One draft is a slim body of work, but the initial impression is this: Guerin is a GM cut from the same mold as Vikings GM Rick Spielman in that he likes to wheel-and-deal on draft day. But at least in his first draft, Guerin proved to be the anti-Spielman in his approach to pick trading.
Guerin made three trades, and all three involved moving up into higher draft positions: Dealing Luke Kunin and the No. 101 pick for Nick Bonino, the No. 37 and No. 70 picks; turning around and swapping the No. 70 pick and No. 132 for No. 65; and dealing a couple of late picks (163 and 194) for No. 146.
In running the Vikings’ drafts for the past dozen years — and in particular the last several since he was promoted to general manager in 2012 — Spielman has generally done the opposite. In the 2020 draft, he amassed a record 15 picks, often by trading down to stockpile them (including dealing the No. 25 overall pick for No. 31 and two other lower picks and swapping No. 105 overall for four lower picks.
Spielman has earned his reputation for making trades — often in that direction. Over The Cap analyzed drafts from 2011 to 2019 (starting with the implementation of the rookie wage scale) and found that Spielman made a whopping 33 trades in those nine drafts. Of those trades, 24 of them involved trades down while just nine were moves up.
Which approach is more successful? Guess it depends on who you ask — and who you draft.
The Vikings have hit on some late round gems and have been in the playoffs three of the last five years. In that Over The Cap analysis of NFL drafts, Bill Belichick was another decisionmaker who was found to trade down the overwhelming majority of the time (22 down, 9 up) during that span. The Patriots have done OK for themselves.

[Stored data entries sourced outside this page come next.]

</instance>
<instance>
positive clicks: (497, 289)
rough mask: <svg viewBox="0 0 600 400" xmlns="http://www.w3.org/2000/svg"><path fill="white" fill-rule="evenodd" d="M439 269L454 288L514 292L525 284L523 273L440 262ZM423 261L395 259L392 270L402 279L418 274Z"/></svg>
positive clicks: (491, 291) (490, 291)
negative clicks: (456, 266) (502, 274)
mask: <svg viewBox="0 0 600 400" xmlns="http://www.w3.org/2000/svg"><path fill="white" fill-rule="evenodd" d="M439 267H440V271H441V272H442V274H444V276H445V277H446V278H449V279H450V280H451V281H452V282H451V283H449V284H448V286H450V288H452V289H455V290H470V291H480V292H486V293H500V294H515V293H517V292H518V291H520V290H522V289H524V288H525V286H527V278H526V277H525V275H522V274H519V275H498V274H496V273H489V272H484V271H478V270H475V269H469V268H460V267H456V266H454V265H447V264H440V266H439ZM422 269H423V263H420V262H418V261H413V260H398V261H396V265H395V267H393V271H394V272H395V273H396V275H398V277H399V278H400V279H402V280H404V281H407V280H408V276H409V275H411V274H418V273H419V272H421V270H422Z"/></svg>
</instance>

On the flip side, the Saints’ Mickey Loomis has made 10 trades in that time period — all of them up. Those premium picks have helped them to a 37-11 record over the past three seasons.
Spielman generally gets better overall value than he gives up, as illustrated by his performance in several value charts amassed by Daily Norseman from the 2020 draft.
If we look at one commonly used NHL draft pick value chart, Guerin lost value in his two true pick swaps (the trade involving Kunin and Bonino is harder to gauge).
So the answer to my own Twitter question, “Bill Guerin and Rick Spielman are each given a dollar’s worth of random coins. Who ends up with the most money after they are done trading it back and forth to each other?” is probably different than a lot of your humorous replies.
I think Spielman probably winds up with the most money, executing enough swaps where he gives up a quarter and gets three dimes in return.
But in real life — and in the draft — those dimes aren’t worth as much if you can’t spend them all in the same place. (Or maybe think of it this way: Would you rather have $100 to spend at one restaurant or $35 to spend at three different restaurants? You know, assuming it’s safe to eat at any of those places).
Spielman is betting on volume to unearth good classes. Guerin is betting on his ability (and that of Judd Brackett, head of amateur scouting) to identify players they really want and to execute trades guaranteed to land those players, even if it means fewer chances to make picks.
That’s how you have one GM wind up with 15 picks and another with just five, even though both drafts are seven rounds.
Which one was most successful? Let’s meet back here in 2023 to sort out the answer.